Was mir persönlich also auch am Herzen liegt, ist die Umwelt, die uns unsere Nahrung schenkt, bzw. der wir sie abringen. Ob nun mit oder ohne Fleisch bzw. auch ganz ohne tierisches Eiweiß. Es ist so einfach das zu kaufen und natürlich auch zu ernten, was gerade reif ist und in die Jahreszeit passt.
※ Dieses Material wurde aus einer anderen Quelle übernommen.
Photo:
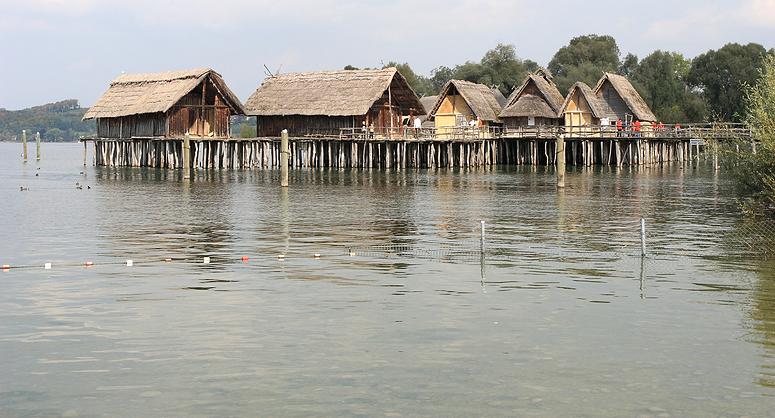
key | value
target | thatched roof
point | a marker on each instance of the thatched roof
(136, 94)
(595, 104)
(428, 102)
(479, 98)
(529, 106)
(332, 93)
(627, 92)
(499, 97)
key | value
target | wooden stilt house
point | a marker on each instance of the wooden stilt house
(330, 103)
(461, 102)
(582, 109)
(166, 105)
(537, 102)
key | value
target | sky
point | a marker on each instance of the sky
(53, 50)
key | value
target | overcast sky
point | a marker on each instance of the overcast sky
(58, 49)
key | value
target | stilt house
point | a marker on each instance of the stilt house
(461, 101)
(324, 103)
(537, 102)
(582, 108)
(166, 105)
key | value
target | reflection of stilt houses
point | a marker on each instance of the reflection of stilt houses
(536, 102)
(461, 102)
(620, 100)
(324, 103)
(581, 109)
(168, 104)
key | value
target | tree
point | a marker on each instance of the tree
(754, 172)
(439, 77)
(661, 80)
(420, 84)
(585, 58)
(721, 77)
(502, 68)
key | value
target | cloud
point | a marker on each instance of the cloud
(761, 12)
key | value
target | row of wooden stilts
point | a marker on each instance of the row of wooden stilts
(265, 153)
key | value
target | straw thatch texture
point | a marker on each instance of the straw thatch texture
(479, 98)
(529, 105)
(333, 93)
(538, 86)
(136, 94)
(628, 94)
(596, 105)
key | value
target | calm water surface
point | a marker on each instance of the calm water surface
(564, 318)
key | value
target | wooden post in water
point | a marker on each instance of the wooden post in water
(284, 155)
(24, 144)
(187, 156)
(561, 160)
(37, 146)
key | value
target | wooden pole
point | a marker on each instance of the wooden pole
(187, 156)
(284, 155)
(37, 145)
(561, 160)
(24, 144)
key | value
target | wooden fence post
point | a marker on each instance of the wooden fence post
(284, 155)
(24, 144)
(37, 145)
(186, 157)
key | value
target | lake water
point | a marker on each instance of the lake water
(398, 316)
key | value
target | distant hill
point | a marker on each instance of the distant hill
(56, 122)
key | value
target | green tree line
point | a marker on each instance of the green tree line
(56, 122)
(709, 87)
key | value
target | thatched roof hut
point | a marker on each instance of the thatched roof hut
(536, 102)
(314, 101)
(582, 107)
(620, 99)
(169, 104)
(478, 101)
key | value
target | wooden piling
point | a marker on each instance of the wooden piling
(37, 146)
(561, 160)
(187, 157)
(284, 155)
(24, 144)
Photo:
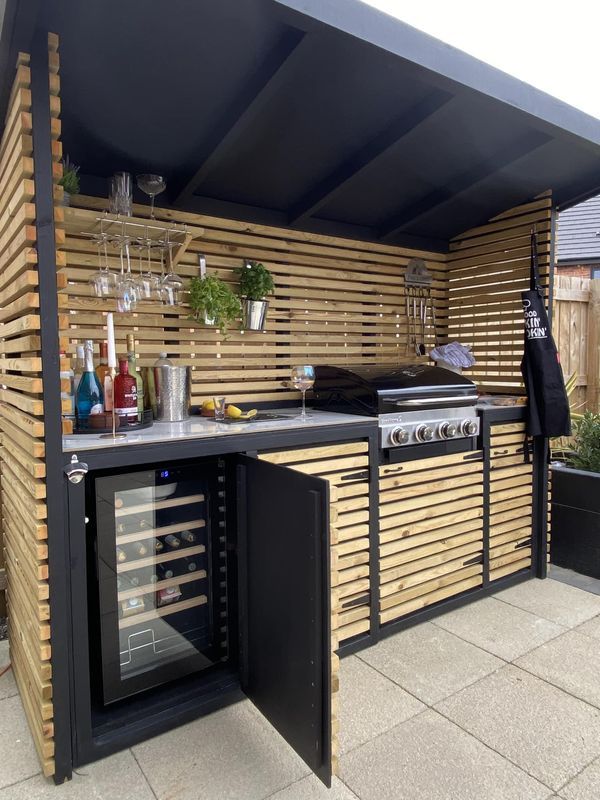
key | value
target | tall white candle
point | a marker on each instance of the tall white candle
(110, 335)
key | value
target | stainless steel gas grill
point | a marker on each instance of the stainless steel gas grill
(416, 404)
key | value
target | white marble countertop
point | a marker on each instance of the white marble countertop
(201, 428)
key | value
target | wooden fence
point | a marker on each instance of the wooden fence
(576, 327)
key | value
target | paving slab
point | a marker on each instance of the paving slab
(233, 754)
(590, 628)
(545, 731)
(586, 786)
(553, 600)
(311, 788)
(501, 629)
(430, 662)
(8, 687)
(571, 662)
(18, 758)
(115, 778)
(429, 758)
(370, 703)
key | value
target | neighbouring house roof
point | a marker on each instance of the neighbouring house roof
(578, 239)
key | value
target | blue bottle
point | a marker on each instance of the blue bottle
(89, 392)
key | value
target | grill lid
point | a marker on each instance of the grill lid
(382, 389)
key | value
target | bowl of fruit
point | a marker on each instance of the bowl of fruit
(232, 413)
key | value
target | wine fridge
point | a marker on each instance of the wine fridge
(162, 576)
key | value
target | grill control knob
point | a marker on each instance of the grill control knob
(447, 430)
(399, 436)
(468, 427)
(424, 433)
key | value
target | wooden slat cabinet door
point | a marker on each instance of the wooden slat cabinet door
(430, 531)
(511, 496)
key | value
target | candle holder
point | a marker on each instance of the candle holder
(114, 435)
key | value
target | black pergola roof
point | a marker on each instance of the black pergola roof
(321, 114)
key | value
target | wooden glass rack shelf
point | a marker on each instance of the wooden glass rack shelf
(150, 561)
(165, 611)
(177, 580)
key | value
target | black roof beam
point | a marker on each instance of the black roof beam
(270, 77)
(401, 127)
(462, 183)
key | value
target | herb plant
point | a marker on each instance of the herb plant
(256, 282)
(585, 452)
(211, 298)
(70, 178)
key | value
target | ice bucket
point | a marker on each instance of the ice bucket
(173, 393)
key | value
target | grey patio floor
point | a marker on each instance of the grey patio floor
(497, 701)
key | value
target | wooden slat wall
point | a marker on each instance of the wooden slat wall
(349, 531)
(21, 412)
(430, 531)
(488, 268)
(336, 300)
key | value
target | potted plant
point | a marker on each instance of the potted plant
(212, 302)
(576, 499)
(256, 282)
(69, 180)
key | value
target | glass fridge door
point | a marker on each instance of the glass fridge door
(162, 573)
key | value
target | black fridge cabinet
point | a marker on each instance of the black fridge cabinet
(166, 630)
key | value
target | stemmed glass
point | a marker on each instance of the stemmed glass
(127, 289)
(303, 379)
(151, 185)
(172, 284)
(103, 281)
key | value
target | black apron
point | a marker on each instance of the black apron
(548, 405)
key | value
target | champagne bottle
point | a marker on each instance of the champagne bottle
(89, 392)
(135, 373)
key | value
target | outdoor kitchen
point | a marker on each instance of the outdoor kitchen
(260, 412)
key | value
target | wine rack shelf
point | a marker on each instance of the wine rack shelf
(148, 588)
(165, 611)
(151, 533)
(157, 505)
(150, 561)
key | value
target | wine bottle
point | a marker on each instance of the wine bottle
(125, 393)
(67, 374)
(79, 368)
(135, 373)
(139, 548)
(89, 392)
(164, 571)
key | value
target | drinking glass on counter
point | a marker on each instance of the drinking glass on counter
(303, 379)
(219, 403)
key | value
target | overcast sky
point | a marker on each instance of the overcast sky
(553, 45)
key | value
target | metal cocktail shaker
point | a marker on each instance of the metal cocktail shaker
(173, 393)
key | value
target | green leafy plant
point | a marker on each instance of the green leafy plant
(585, 447)
(256, 282)
(211, 298)
(70, 178)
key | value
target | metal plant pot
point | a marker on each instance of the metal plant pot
(255, 314)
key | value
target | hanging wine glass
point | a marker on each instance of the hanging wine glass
(127, 290)
(151, 185)
(103, 282)
(172, 284)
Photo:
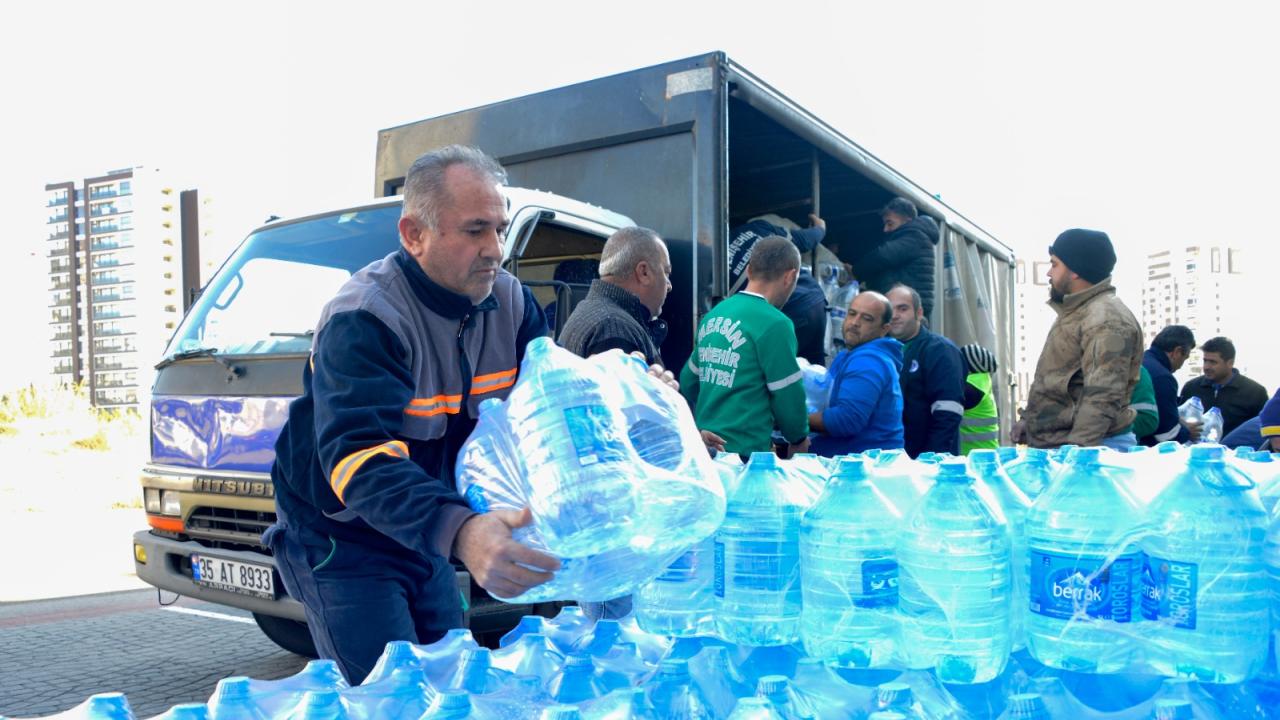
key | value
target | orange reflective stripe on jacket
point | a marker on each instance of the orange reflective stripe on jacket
(347, 466)
(490, 382)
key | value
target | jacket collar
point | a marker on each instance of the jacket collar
(627, 301)
(1077, 300)
(438, 299)
(1161, 356)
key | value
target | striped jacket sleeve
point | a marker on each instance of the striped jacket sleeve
(361, 384)
(776, 349)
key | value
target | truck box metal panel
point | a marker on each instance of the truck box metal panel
(694, 147)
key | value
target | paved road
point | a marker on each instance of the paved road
(54, 654)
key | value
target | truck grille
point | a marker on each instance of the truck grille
(228, 528)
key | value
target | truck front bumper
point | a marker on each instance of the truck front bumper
(168, 568)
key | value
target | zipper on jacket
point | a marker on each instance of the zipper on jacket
(464, 364)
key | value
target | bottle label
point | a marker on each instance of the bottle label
(720, 569)
(878, 587)
(1061, 586)
(476, 499)
(1169, 591)
(590, 427)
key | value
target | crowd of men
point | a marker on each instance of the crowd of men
(368, 520)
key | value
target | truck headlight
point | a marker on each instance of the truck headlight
(169, 502)
(151, 500)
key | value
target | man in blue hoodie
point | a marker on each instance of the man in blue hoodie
(865, 406)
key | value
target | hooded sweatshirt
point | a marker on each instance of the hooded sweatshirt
(865, 406)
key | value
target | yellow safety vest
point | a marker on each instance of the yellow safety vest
(981, 424)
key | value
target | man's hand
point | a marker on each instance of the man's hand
(1193, 428)
(498, 563)
(659, 373)
(712, 441)
(798, 447)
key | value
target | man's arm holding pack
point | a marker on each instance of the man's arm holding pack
(361, 384)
Dann merkt man irgendwann, Mensch, das schmeckt ja jetzt genau richtig ... so wie früher. Womit wir auch noch bei einem anderen Grund sind, warum Foodblogger Food „verbloggen“ und das gelesen wird.: Wir geben Erinnerungen weiter, Kindheitserinnerungen, denen man bei uns nachschmecken kann, oder die wir für unsere Leser ausgraben und versuchen zu bewahren.
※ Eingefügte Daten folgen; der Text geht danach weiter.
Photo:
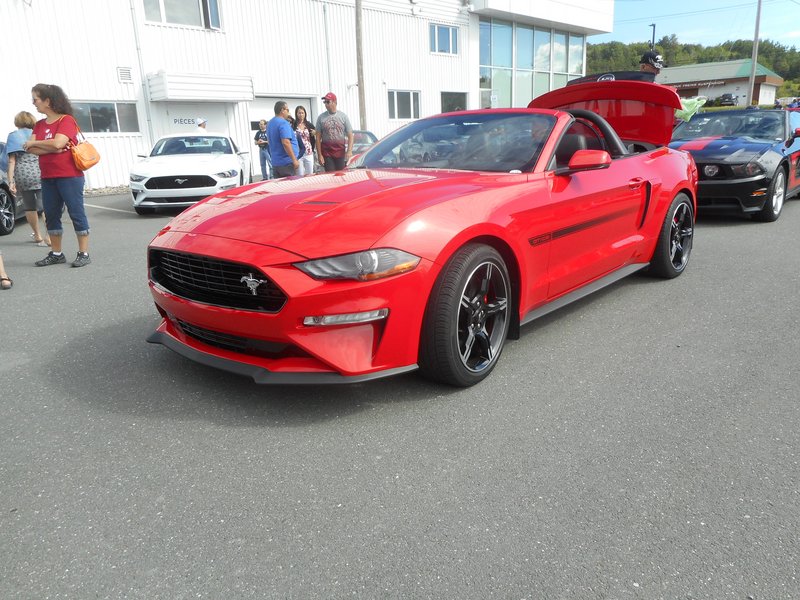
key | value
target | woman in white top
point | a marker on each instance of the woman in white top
(305, 135)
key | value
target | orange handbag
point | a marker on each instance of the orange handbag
(84, 153)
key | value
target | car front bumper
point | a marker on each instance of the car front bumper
(276, 347)
(177, 197)
(743, 195)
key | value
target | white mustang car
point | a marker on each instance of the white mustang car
(185, 168)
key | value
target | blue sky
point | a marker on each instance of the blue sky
(706, 22)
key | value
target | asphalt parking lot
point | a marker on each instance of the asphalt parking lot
(641, 443)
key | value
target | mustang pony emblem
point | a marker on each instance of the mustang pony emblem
(252, 283)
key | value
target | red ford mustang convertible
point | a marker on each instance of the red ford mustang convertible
(429, 258)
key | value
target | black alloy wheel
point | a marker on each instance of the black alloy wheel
(675, 241)
(776, 195)
(467, 319)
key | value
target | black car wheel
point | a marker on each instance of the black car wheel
(675, 241)
(467, 318)
(7, 212)
(775, 198)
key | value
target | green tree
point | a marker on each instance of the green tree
(616, 56)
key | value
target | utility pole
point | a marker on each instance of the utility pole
(752, 83)
(362, 102)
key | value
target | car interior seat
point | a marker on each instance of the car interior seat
(174, 147)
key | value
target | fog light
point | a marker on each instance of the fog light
(347, 318)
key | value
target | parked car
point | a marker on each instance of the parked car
(383, 269)
(747, 159)
(11, 207)
(185, 168)
(362, 141)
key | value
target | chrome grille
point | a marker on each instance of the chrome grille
(213, 281)
(171, 182)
Ist euch schon einmal aufgefallen, dass die meisten Erinnerungen an früher etwas mit Gerüchen oder Geschmack zu tun haben ? Was die Oma gekocht hat, wie es in der Stube nach Sonntagskuchen roch. Und der eine oder andere versucht das dann nach zu kochen oder zu backen und die Rezepte für diese  Alltagsküche findet er bei uns. Auf unseren Blogs, die so vielseitig sind wie ihre Urheber.

Thüringer Quarkkeulchen


Noch ein Tipp von mir: Fragt eure Mütter und Großmütter nach euren Familienrezepten. Zum einen wollt ihr sie irgendwann selbst zubereiten, glaubt mir das, und zum anderen wird die Zeit kommen, wo Oma und Mutter euch fragen, wie das ging. Und nehmt eure Kinder mit dazu. Kocht gemeinsam und setzt euch auch an einen großen Tisch zum Essen und sprecht über alles was euch beschäftigt und bewegt. Alte Traditionen, die wir nicht vernachlässigen sollten.
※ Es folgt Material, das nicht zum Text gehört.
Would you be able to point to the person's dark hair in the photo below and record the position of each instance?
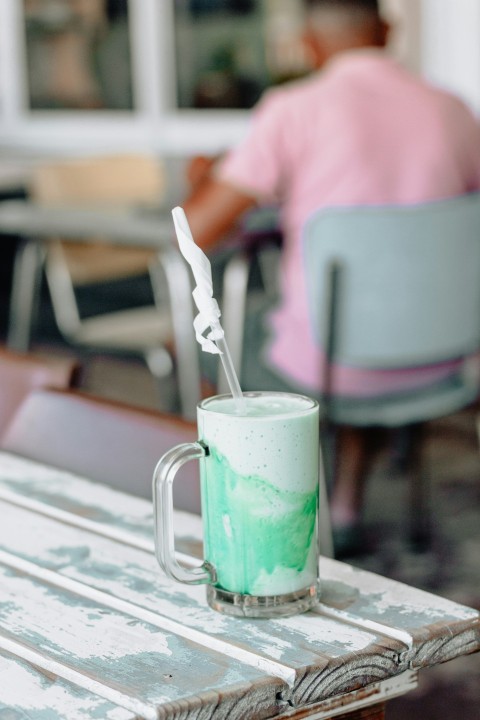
(371, 5)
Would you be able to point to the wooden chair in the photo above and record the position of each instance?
(397, 287)
(20, 373)
(115, 182)
(110, 442)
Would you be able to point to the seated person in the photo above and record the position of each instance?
(361, 130)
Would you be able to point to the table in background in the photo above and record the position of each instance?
(90, 627)
(131, 227)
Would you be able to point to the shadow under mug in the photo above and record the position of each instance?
(259, 479)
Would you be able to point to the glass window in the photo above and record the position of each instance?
(78, 55)
(229, 51)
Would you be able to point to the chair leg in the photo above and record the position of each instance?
(419, 500)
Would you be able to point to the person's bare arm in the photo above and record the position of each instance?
(212, 210)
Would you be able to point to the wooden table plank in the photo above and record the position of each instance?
(26, 691)
(122, 658)
(350, 593)
(366, 629)
(315, 655)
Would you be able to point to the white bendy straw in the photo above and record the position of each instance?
(208, 310)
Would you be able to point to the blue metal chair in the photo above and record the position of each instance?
(397, 287)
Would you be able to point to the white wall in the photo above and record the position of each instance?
(451, 46)
(439, 38)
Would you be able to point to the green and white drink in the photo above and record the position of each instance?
(259, 488)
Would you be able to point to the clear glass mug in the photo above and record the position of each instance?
(259, 477)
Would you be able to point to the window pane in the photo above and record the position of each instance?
(78, 54)
(229, 51)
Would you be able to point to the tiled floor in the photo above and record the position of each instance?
(451, 568)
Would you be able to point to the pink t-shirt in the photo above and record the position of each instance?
(362, 132)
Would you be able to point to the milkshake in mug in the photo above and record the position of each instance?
(259, 490)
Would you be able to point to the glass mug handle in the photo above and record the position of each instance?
(163, 477)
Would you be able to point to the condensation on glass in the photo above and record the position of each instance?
(229, 51)
(78, 55)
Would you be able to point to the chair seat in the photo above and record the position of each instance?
(134, 329)
(441, 398)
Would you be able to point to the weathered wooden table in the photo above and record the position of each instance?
(91, 628)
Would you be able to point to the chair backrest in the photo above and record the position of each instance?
(20, 373)
(407, 288)
(110, 442)
(103, 180)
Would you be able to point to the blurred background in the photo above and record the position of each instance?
(174, 79)
(177, 76)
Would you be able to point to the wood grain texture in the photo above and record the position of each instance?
(108, 621)
(28, 691)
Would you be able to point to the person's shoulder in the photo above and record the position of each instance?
(453, 102)
(281, 98)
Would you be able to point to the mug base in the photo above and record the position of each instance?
(262, 606)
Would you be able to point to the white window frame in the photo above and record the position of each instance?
(154, 124)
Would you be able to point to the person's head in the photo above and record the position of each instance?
(337, 25)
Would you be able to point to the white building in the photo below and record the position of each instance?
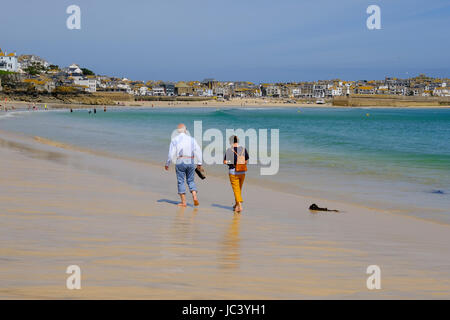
(158, 91)
(8, 62)
(89, 84)
(74, 69)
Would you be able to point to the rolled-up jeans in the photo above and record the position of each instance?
(185, 172)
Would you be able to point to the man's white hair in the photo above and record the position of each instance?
(181, 128)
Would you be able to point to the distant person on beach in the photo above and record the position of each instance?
(236, 158)
(186, 151)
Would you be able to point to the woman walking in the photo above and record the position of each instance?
(236, 158)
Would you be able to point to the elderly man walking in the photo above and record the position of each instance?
(186, 154)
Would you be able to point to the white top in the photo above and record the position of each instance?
(184, 149)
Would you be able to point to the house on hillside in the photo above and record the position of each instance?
(8, 62)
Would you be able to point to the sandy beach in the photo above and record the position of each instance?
(232, 103)
(118, 221)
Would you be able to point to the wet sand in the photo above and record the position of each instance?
(118, 221)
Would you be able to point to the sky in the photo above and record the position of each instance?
(235, 40)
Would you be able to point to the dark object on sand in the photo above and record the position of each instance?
(315, 207)
(201, 173)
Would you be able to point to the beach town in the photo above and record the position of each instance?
(33, 76)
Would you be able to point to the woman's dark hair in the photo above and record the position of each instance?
(234, 139)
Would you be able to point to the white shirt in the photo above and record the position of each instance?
(184, 148)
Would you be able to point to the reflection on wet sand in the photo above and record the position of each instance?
(182, 227)
(230, 253)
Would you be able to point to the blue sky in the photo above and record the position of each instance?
(260, 41)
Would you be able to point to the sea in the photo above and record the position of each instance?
(383, 158)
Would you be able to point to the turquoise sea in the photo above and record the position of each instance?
(393, 159)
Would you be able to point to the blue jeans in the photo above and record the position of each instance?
(185, 171)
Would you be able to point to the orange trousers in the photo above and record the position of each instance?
(236, 183)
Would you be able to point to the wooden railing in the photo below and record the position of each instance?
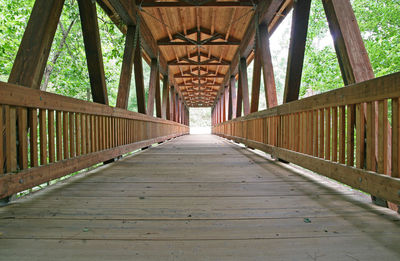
(46, 136)
(345, 134)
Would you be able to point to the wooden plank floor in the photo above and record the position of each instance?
(197, 197)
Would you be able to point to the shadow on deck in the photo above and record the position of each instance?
(198, 197)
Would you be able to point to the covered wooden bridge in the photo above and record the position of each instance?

So gesehen sind wir doch gar keine so großen Spinner, oder? Ich schlage vor, dass wir unser kleines gemeinsames Geheimnis jetzt besiegeln, in dem wir zusammen etwas Schönes kochen, etwas mit Thüringer Tradition: Quarkkeulchen. Die hat die thüringische Oma ihren nach Süßem quengelten Enkeln früher zubereitet.

Thüringer Quarkkeulchen


Dazu benötigst du 650 gr. Kartoffeln vom Vortag (oder abgekühlte Pellkartoffeln), 
150 gr. Mehl, 
200 gr. mageren Quark
50 gr. Zucker, 
1 unbehandelte Zitrone, 
1/2 Teel. Salz, 
2 Eier, 
Rosinen, 
neutrales Öl ( du musst darauf achten, das es hoch erhitzt werden kann), 
Zimt und Zucker zum bestreuen.


Die Kartoffeln durch die Presse drücken und locker mit dem Mehl vermengen. Die Zitrone abreiben und den Saft einer halben Zitrone bereit stellen. Quark, Ei, Zucker, Salz, Abrieb der Zitrone plus Saft und die Rosinen dazu geben. Das Ganze zu einem Teig kneten. Das musst du rasch tun, denn Kartoffelteig ist ein Sensibelchen, wenn man zu lange vermengt und knetet, wird er weich und schleimig. 

Also schnell vermengen. Der Teig ist etwas feucht und klebt an den Händen. Dann kein Mehl mehr zugeben, sondern nur leicht die Hände ein bisschen bemehlen. Nun immer gleiche Teilmengen abtrennen. Daraus die Teilchen formen, so etwa wie Frikadellen. In eine Pfanne (…in Thüringen sagt man übrigens Schaffen) reichlich Öl geben und erhitzen. Die Quarkkeulchen sollten darin leicht schwimmen. Von beiden Seiten goldbraun braten. Aus dem Fett nehmen und auf einem Küchenkrepp entfetten. In einer Mischung aus Zimt und Zucker wälzen und möglichst lauwarm essen, sie schmecken aber auch kalt. Guten Appetit.